I am reminded of what I once called knee-jerk Zionists in another commentary, and as a Jew myself, I took plenty of hits for that too. In that essay, I argued that otherwise liberal, highly intelligent and compassionate members of my tribe were forfeiting their claim to superior suffering and resounding reason by endorsing unreasonable restrictions on Palestinians caught in the vice of oppression coming from a people whose collective history should, in my view, make them more sanguine as they strive for peace in the Middle East. Oh, the hate mails!
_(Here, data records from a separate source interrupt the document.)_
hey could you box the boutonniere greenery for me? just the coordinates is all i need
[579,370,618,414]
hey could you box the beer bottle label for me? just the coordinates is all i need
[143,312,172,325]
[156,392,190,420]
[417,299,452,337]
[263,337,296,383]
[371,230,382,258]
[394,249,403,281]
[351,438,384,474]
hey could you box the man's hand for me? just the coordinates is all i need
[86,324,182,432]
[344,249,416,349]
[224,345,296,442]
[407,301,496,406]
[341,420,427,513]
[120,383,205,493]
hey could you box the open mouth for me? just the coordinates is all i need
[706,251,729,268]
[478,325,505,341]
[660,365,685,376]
Now I have long-time, much-loved friends calling me traitor, betrayer, lapsed feminist and more - or not calling me at all.
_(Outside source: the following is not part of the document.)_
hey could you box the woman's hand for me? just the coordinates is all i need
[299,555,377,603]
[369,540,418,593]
I am also reminded of the fight for affirmative action, which like feminism, stood for equality and justice. But affirmative action did not mean hiring less competent or less trustworthy people just because they were black; it supported the ideal of justice only if there were two people of equal ability applying for the same job. It is a fair analogy, I think, to claim that in this critical election, we Democrats (and others desperately seeking real "change") must choose carefully between two viable, capable and attractive candidates on the basis of which is better suited to lead and unify the nation at this deeply important time in our history.
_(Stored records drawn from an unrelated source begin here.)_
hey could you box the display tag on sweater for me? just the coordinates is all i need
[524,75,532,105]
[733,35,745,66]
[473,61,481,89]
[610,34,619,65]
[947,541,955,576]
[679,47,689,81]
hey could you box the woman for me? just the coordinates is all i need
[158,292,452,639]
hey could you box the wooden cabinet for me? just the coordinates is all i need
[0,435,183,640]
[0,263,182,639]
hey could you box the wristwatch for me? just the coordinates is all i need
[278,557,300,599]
I am an Obama supporter because as much as I'd love to see a woman in the White House, I believe strongly and without doubt, that Barack Obama is better suited to lead us into a new era of recovery and reconciliation at home and abroad, to offer hope and help to those most in need, and to guide solid, lasting social change (after cleaning up the Bush mess). I believe his vision is genuinely grounded in the principles of equality and justice. I think that vision is free from narcissism and I trust it is not born of personal ambition that looms larger than political will.
I believe the reason young voters - feminists, social activists, males as well as females - are experiencing their political awakening this year is because they are not mired in the polemics of the past. Their aspirations may be the same as that of their parents' generation, but their personal experience is different. They can look ahead with the belief that rather than doing battle they just might be able to effect change through dialogue, diplomacy, and good deeds in a diverse and ever-shrinking world. They may well make the difference in an election year, which pits past against future.
As much as I want women in leadership, I'll vote for that, which shouldn't brand me an anti-feminist. It simply suggests I'm a concerned, thoughtful constituent who can see beyond gender in deciding who I want effecting a sensible withdrawal from Iraq, nominating Supreme Court justices, reforming health care, saving the environment, and yes, answering the telephone at three o'clock in the morning.